De windenergiegebieden liggen buiten de 12-mijlszone, want sommige mensen vinden dat de windmolens horizonvervuiling veroorzaken en vrezen dat de toeristensector er last van gaat krijgen. Dat kan in de toekomst veranderen. Over het algemeen geldt dat “permanent zichtbare werken”, zoals windmolens, wel kunnen worden toegestaan in de 12-mijlszone indien:
- er geen redelijke alternatieve locaties zijn;
- er geen betekenisvolle effecten optreden op de bescherming van de kust; en
- de gerelateerde activiteiten van nationaal belang zijn. Schade aan de vrije horizon, recreatie en visserij dient dan zo veel mogelijk beperkt te worden.
Het Rijk heeft een online informatiepunt over windenergie op de Noordzee gelanceerd genaamd ‘Wind op zee‘. Op deze website staat de meest actuele informatie over alle ontwikkelingen rondom offshore windparken voor het Nederlandse deel van de Noordzee. Hierbij kun je denken aan informatie over de voortgang van de huidige bouw, de plannen voor de toekomst en geplande bijeenkomsten rondom wind op zee. Daarnaast staat er op deze website ook informatie over de diverse effecten van de uitrol van windenergie op zee.

Plannen komende jaren
De Rijksoverheid regelt alle voorwaarden om windparken aan te kunnen leggen. Zo bepaalt de Rijksoverheid waar ze precies komen te staan, de vergunningen en de aansluiting op het elektriciteitsnet. De overige kosten zijn voor de partij die het windpark bouwt en exploiteert. In het verleden werden hier ook subsidies voor beschikbaar gesteld, maar de huidige windmolenparken worden aangelegd zonder subsidie.
Nieuwe parken
Blauwwind (o.a. Shell en Eneco) kreeg in 2016 de vergunning om de kavels III en IV in het windenergiegebied Borssele te exploiteren. Ørsted kreeg in datzelfde jaar een vergunning voor de kavels Borssele I en II. Deze windparken zijn nu klaar.

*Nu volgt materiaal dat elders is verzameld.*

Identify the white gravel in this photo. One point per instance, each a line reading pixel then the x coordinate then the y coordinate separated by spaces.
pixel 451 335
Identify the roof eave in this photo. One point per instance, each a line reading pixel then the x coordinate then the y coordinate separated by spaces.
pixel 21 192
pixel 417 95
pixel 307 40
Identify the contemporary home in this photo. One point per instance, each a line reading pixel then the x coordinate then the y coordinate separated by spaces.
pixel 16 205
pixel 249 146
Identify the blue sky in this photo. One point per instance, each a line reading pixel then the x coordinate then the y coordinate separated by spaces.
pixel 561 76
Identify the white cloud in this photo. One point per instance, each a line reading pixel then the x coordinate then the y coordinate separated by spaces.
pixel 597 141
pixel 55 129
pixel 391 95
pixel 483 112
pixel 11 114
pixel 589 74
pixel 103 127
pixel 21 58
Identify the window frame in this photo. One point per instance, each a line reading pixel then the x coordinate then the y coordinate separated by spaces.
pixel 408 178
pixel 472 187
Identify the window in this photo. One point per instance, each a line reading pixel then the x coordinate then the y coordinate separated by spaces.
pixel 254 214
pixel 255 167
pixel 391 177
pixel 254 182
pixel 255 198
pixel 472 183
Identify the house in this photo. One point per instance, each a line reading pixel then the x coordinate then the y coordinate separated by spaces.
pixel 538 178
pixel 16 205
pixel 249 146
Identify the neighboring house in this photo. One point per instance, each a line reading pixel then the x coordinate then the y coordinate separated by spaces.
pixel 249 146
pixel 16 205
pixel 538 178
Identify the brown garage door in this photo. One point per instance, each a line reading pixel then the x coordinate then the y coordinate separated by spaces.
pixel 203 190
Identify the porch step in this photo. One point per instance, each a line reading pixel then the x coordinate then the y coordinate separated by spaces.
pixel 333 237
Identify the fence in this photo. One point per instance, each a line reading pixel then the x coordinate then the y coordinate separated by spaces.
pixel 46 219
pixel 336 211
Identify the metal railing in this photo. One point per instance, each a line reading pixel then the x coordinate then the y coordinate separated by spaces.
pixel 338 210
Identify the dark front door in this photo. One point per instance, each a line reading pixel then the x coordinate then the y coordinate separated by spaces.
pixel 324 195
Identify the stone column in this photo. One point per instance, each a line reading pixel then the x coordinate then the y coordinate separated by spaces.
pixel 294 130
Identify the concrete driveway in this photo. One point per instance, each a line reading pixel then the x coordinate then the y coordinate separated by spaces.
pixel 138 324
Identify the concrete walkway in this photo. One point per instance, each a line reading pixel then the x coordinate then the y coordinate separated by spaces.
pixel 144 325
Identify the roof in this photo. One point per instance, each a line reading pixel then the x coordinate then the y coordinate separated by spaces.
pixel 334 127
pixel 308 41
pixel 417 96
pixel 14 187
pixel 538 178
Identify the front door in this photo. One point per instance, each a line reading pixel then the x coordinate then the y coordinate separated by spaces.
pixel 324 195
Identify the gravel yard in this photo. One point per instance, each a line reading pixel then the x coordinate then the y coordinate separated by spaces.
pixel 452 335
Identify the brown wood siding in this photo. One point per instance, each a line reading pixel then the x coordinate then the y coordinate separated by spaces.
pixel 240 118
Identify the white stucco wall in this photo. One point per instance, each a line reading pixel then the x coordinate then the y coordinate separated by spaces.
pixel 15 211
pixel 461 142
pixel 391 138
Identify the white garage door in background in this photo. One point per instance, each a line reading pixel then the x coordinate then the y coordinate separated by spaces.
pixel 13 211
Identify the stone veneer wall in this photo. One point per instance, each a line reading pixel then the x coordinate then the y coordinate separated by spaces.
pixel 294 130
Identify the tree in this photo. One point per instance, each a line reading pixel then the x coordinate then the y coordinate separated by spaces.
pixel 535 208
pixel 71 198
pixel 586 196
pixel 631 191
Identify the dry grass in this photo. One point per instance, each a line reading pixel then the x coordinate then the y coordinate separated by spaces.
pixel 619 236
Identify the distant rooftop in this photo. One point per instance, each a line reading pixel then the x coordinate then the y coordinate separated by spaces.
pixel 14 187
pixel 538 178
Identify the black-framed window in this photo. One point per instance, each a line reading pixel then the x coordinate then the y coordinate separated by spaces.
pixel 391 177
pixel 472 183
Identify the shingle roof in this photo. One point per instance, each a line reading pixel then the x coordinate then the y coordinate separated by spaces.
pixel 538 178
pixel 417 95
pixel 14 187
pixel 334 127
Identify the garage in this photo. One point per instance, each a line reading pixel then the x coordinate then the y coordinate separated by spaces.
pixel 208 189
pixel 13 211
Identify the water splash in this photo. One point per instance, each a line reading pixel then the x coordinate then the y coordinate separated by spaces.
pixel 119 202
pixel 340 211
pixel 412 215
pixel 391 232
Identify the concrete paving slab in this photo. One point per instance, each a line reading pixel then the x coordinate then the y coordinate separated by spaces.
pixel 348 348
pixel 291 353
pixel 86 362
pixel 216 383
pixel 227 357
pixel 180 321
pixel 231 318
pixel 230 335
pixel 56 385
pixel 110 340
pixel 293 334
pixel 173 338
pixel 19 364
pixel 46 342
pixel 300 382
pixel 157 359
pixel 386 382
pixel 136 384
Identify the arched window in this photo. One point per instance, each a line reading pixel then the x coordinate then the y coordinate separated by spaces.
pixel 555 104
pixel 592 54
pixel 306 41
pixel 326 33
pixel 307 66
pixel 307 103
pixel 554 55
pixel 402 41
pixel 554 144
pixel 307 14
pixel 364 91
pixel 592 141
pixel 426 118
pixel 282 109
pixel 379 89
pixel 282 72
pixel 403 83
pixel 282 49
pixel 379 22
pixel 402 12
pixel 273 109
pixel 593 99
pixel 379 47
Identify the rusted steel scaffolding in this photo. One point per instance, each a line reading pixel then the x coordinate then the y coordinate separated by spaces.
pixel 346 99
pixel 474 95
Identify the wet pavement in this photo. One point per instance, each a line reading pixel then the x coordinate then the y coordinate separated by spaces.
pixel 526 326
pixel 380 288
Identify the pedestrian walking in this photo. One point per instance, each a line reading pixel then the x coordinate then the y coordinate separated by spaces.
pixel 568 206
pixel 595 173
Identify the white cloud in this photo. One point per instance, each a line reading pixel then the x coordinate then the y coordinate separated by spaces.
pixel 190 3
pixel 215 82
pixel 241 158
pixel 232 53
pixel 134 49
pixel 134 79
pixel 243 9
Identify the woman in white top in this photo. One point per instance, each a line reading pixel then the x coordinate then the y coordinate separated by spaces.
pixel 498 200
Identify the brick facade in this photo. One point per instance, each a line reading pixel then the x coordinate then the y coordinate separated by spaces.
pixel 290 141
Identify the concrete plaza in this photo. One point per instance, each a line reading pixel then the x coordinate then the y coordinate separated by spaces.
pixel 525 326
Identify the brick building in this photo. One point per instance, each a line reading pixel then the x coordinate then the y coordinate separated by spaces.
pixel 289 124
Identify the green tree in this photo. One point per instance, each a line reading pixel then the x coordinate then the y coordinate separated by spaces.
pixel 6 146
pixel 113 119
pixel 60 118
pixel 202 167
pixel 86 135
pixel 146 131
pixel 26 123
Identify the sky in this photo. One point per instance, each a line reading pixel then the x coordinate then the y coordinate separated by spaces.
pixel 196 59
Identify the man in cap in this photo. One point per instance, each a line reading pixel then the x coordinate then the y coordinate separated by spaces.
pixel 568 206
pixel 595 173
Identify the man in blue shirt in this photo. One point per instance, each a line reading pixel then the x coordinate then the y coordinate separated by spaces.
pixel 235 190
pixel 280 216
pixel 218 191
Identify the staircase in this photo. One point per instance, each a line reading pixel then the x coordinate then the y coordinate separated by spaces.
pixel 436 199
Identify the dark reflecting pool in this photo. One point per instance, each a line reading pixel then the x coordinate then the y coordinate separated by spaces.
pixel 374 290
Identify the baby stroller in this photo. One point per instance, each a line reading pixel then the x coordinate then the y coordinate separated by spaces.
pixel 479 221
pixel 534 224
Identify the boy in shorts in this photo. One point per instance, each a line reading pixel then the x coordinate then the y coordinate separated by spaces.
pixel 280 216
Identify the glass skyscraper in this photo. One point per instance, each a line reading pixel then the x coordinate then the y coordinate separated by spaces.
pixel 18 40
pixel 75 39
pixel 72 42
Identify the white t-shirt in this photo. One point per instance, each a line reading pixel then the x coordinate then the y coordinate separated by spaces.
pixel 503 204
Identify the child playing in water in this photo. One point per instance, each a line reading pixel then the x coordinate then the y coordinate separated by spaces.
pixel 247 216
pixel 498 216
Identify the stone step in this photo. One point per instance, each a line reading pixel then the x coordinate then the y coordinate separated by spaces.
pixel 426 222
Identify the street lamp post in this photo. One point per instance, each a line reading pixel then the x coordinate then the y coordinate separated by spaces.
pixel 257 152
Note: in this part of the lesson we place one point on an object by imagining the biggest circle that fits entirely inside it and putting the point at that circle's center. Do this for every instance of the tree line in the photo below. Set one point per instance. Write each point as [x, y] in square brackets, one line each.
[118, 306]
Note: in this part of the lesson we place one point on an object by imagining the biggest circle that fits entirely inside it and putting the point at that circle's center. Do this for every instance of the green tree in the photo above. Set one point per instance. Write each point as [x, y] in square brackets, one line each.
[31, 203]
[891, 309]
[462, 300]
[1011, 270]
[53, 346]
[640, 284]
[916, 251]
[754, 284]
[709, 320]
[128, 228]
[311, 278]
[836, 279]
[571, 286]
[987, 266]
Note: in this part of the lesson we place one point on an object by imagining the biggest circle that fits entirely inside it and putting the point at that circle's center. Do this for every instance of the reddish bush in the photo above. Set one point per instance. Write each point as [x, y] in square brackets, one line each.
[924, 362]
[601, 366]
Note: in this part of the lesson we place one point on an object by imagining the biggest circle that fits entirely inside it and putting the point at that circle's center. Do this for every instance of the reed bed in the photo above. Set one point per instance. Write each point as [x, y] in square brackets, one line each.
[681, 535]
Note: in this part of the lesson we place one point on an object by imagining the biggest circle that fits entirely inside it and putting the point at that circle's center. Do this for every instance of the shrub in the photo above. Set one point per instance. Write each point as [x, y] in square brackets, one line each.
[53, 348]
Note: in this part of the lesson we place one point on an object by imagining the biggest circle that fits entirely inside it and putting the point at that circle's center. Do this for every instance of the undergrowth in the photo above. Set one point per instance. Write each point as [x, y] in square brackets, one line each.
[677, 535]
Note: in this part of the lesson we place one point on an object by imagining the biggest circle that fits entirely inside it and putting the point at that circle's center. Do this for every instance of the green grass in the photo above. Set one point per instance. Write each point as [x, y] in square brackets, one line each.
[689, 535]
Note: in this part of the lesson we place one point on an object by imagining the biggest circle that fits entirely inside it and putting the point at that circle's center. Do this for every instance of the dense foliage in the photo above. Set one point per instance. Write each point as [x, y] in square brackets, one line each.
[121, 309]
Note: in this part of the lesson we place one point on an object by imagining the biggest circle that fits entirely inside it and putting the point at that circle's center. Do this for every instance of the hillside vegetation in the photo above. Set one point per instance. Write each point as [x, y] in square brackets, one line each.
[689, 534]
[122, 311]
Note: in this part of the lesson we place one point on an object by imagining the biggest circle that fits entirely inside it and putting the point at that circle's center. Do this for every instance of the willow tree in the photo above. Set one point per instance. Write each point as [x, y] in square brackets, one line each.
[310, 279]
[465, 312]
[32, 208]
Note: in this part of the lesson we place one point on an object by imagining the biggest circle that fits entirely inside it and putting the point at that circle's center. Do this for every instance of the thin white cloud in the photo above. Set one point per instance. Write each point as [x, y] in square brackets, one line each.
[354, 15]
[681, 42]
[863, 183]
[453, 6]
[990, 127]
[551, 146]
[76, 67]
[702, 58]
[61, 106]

Two Towers B.V. (een vennootschap van Van Oord Renewable Finance, Investri Offshore en Green Giraffe Holding) werd in 2018 winnaar van de tender Borssele Innovatiekavel V. Deze innovatiekavel biedt de mogelijkheid om enkele innovaties uit te testen en/of te demonstreren voor echte marktintroductie, zoals ook te zien is in onderstaande (Engelstalige) video. De bouw is inmiddels klaar en het windpark is gereed met twee turbines van 9.5 megawatt (MW).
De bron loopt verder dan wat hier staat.